映画ライター厳選!「公開本数多すぎ問題」で面白いのに見逃されてる、2024年公開の良作5【エンタメベスト2024】
映画ライターとして2024年を振り返ると「ああ、この映画はもっと世の中に見られるべきだった」「この映画を見てないなんてもったいない」という作品だらけ(毎年ですけど)。 【動画】映画ライターが「これ観てないなんてもったいない!」と断言、2024年公開の良作映画5作予告(動画5本) 昨今の映画業界は「公開映画の本数多すぎ問題」がありまして、10年くらい前までは1年間に800~900本くらいだった公開映画が、ここ数年は1400本くらいにはなっている気がします。1400本っていったら、1日に4本、週に27本見ないと全部は見られない計算で、ぶっちゃけ、映画見のプロでさえキャパオーバー状態なわけで、一般の人には「めっちゃいい映画なのにタイトルさえ知られていない」作品がざっくざくあるわけです。 ということで、今回は今年公開された「もっと見られてもいいはず!」な作品をピックアップ。
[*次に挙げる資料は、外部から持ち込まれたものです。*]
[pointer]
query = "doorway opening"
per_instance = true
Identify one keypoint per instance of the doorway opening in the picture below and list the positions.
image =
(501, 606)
感動し、震え上がり、社会を知り、自らを省み、生き方に惚れ惚れし……というバラエティに飛んだラインナップを、年末年始のお休みにぜひ御覧ください!
『ホールドオーバーズ 置いてけぼりのホリディ』
1970年のクリスマス、ボストンの名門寄宿高校を舞台に、帰る場所がないがゆえに寄宿舎にとどまることになった3人――斜視のある偏屈な嫌われものの歴史教師ハナム、成績優秀ながら反抗的な問題児アンガス、寄宿舎の料理長である黒人女性メアリー――の休暇を描くドラマ。 孤独と心の痛みを抱える人間は、強がることで自分を支えながら、同時にその辛さを理解してくれる人を切望してもいます。彼らは別に生涯続く絆を得たわけではなく、ただ誰もいないガラーンとした寄宿学校の中でただ一緒に休暇を過ごすことになっただけ。でもだからこそ、ちらりとでも自分が隠して続けてきた心の傷を見せることができたんだ、武装解除ができる「休暇」だったんだなと。人間ってこういうものなんだよな、と感じます。 これみよがしでなく描かれた3人の「心の休暇」の最後には、涙腺崩壊の展開も待っています。昨年のアカデミー賞では、メアリー役のダヴァイン・ジョイ・ランドルフが助演女優賞を受賞しましたが、見終わった後は、ノミネートに終わったポール・ジアマッティに主演男優賞をあげたかった! と誰もが思うはず。クリスマス映画でもあります!